Postby slider on Thu Oct 24, 2013 12:23 pm

I think "bullying" is quite a stretch. It's difficult to know what measures a coach is taking to slow down scoring or take the foot off of the gas unless you have some knowledge about the team. If you just see points being put up, but don't realize that it's the fourth string kid scoring, you might think the coach is in the wrong or running up the score. There is only so much a coach can do when the match-up is so completely uneven. Do you tell the fourth string kid in one of the few chances they get to play to not shoot or not to score? If the two teams have absolutely no business on the field together, I think it's reasonable to question why the game is on the schedule in the first place.

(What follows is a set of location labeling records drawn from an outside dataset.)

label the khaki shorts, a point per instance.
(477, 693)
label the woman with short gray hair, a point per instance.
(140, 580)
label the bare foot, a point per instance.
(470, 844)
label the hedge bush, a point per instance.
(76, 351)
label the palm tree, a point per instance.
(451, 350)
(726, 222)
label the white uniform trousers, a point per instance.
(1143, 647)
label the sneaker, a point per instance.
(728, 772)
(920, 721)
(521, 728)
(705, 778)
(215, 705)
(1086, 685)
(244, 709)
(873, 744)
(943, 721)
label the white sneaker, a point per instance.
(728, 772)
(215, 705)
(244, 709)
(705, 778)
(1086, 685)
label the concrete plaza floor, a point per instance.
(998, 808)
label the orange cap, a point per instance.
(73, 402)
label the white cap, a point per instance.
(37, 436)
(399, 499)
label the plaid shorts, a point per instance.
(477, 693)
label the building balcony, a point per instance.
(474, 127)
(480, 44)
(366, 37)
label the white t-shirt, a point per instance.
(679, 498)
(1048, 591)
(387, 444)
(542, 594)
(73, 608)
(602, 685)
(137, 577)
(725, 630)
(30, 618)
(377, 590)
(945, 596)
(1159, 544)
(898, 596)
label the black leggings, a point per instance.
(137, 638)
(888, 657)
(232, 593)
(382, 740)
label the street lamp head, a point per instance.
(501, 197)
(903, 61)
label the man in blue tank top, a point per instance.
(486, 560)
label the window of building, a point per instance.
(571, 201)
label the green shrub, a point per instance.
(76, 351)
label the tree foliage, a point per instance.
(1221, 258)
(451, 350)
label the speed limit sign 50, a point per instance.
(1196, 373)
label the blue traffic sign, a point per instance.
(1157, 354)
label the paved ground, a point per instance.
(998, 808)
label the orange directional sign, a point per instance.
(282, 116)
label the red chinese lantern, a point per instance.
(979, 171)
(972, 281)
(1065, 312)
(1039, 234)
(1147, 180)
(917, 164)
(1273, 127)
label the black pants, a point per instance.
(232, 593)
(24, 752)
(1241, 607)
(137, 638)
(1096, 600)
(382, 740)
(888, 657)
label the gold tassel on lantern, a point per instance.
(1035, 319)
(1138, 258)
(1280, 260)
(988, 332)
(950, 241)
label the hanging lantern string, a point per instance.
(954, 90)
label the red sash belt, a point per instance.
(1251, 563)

As it relates to lacrosse, there has been quite a bit of discussion about this at the MCLA level. Coach Tierney at Denver uses a 19 goal rule to make sure his teams don't embarrass an opponent. The debate about the 19 goal rule is whether it's more embarrassing to an opponent to make no effort to score or shoot than to put up a couple more goals. If you were the losing team, would you prefer to lose 19-2 with the team clearly not trying to score at the end of the game, or to lose 23-2 with some 3rd stringers scoring the last few goals?

I think the coaches of the superior team do bear some responsibility in controlling the scoring, but they can't take all of the blame for a completely lopsided match up.